西部海岸高速と名づけられたこの道の周囲には、サトウキビ畑も見えはじめ、畦道にはヤシの木が植えられている。水田では水牛が休んでいる。華南で秋まで遡った空気は、初秋ほどの暖かさの風に変わっていた。湛江で一泊し、ホテル脇の安そうな食堂に入ると、店のおばさんは、南国のとろけるような笑みをつくった。奥ではおじいさんが竹筒でつくった水パイプで煙草を喫っていた。ぴよぴよという間抜けな音をたてる水パイプは、以前、ベトナムの田舎で見かけた。
[参考サイト]
ロイヤルパークホテル - じゃらんnet
http://www.jalan.net/yad381123/
ホテルサンルート長野 - じゃらんnet
http://www.jalan.net/yad313608/
メルパルクTOKYO - じゃらんnet
http://www.jalan.net/yad315481/
もう国境が近いことを教えられる。
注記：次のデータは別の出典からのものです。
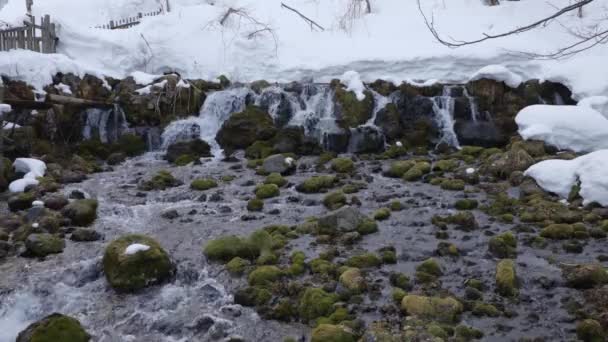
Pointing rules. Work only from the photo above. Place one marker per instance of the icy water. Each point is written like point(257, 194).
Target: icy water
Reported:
point(197, 304)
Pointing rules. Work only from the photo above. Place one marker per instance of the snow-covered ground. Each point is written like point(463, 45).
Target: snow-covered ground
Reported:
point(391, 43)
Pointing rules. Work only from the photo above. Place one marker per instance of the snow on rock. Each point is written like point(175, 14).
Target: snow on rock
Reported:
point(498, 73)
point(352, 81)
point(135, 248)
point(559, 176)
point(578, 128)
point(599, 103)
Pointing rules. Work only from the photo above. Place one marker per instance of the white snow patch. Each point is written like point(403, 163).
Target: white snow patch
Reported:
point(498, 73)
point(135, 248)
point(599, 103)
point(558, 176)
point(352, 80)
point(578, 128)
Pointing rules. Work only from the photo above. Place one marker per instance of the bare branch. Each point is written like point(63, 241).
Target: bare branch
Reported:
point(308, 20)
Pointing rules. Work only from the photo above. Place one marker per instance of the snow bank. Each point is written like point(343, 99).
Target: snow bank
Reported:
point(578, 128)
point(33, 168)
point(135, 248)
point(599, 103)
point(352, 81)
point(558, 176)
point(498, 73)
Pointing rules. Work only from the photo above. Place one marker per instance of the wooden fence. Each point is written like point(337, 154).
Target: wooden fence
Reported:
point(39, 38)
point(129, 22)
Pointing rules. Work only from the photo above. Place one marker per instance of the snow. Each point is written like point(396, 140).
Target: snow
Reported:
point(599, 103)
point(32, 168)
point(558, 176)
point(352, 80)
point(498, 73)
point(578, 128)
point(390, 43)
point(135, 248)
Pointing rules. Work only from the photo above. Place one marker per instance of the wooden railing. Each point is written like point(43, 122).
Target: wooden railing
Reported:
point(128, 22)
point(39, 38)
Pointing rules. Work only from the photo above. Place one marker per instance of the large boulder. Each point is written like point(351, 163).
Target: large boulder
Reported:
point(54, 328)
point(81, 212)
point(41, 245)
point(244, 128)
point(135, 261)
point(194, 149)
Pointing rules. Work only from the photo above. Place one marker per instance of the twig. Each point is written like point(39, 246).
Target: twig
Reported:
point(311, 22)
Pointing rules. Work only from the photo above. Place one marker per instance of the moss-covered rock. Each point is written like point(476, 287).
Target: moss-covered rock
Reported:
point(160, 181)
point(382, 214)
point(506, 278)
point(445, 310)
point(54, 328)
point(244, 128)
point(503, 246)
point(315, 303)
point(130, 269)
point(343, 165)
point(41, 245)
point(353, 280)
point(203, 184)
point(81, 212)
point(317, 184)
point(332, 333)
point(264, 191)
point(590, 330)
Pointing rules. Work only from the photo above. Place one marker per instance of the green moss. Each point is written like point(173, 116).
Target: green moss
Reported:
point(503, 245)
point(255, 204)
point(506, 278)
point(131, 272)
point(365, 260)
point(382, 214)
point(54, 328)
point(276, 179)
point(203, 184)
point(367, 226)
point(160, 181)
point(445, 310)
point(334, 200)
point(317, 184)
point(237, 266)
point(264, 191)
point(315, 303)
point(265, 275)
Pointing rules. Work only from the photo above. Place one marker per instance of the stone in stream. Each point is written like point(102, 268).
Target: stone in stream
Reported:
point(54, 328)
point(135, 261)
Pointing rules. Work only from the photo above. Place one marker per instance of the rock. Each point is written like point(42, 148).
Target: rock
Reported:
point(128, 271)
point(506, 278)
point(332, 333)
point(21, 201)
point(244, 128)
point(85, 235)
point(41, 245)
point(585, 276)
point(446, 310)
point(353, 280)
point(278, 163)
point(55, 328)
point(345, 219)
point(81, 212)
point(193, 149)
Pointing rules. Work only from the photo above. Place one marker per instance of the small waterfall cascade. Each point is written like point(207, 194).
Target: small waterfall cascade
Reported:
point(444, 106)
point(106, 124)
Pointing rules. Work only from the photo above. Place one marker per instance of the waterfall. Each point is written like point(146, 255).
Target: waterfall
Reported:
point(106, 124)
point(443, 106)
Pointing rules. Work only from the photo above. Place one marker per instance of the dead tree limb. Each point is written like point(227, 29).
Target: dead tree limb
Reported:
point(457, 43)
point(311, 22)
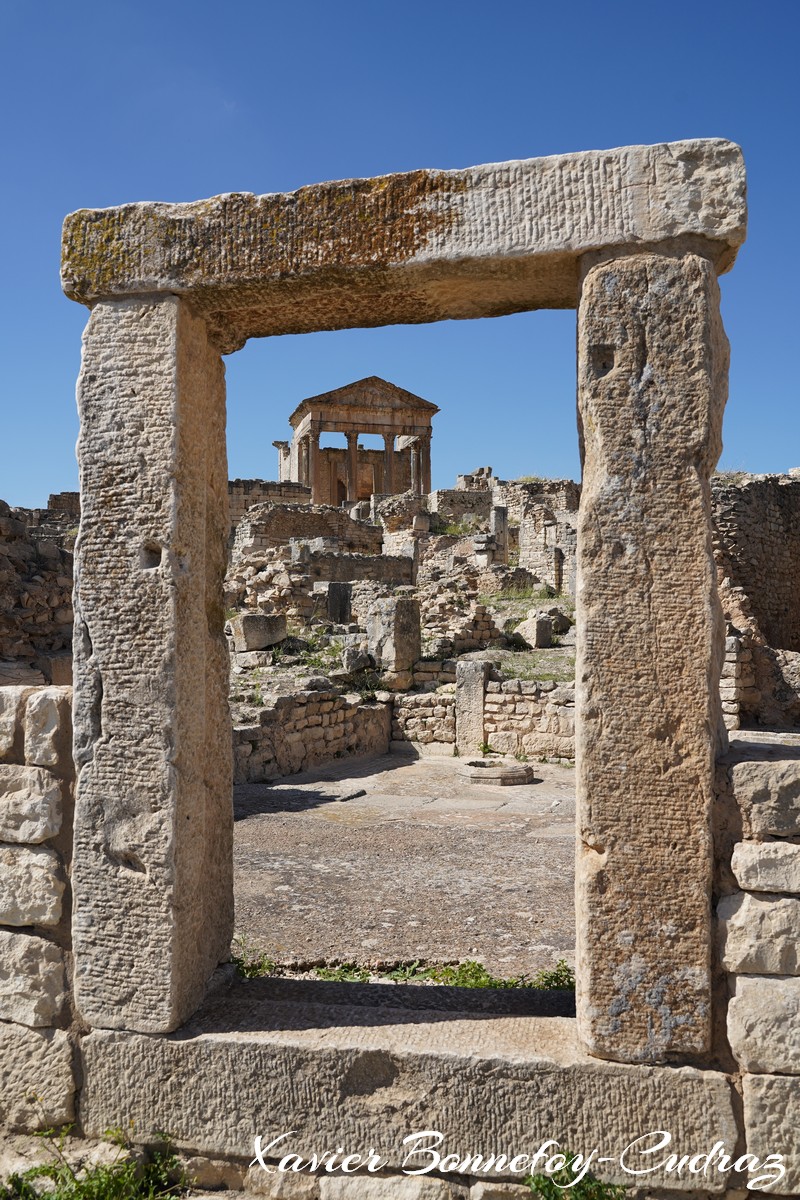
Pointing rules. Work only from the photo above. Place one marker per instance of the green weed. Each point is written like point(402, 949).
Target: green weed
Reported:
point(251, 963)
point(561, 1182)
point(155, 1177)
湛江から南寧まで三百六十四キロを五時間ほどで走り、そこから憑祥まで二百三十キロを三時間。丸一日かけてベトナム国境の街まで辿り着いた。中国とベトナムの国境まではあと十五キロである。丹東からアジアハイウェーを走り抜けてきたが、高速道路ができあがっていなかったのは、南寧から憑祥までの間だけだった。しかし一般道を走りながら、ときどき高速道路の料金所やほとんど完成したかのような高速道路が見えた。そして翌日、友誼関の国境まで行くと、ベトナムに抜けるトンネル工事が進んでいた。もう間もなく開通するような勢いだったのだ。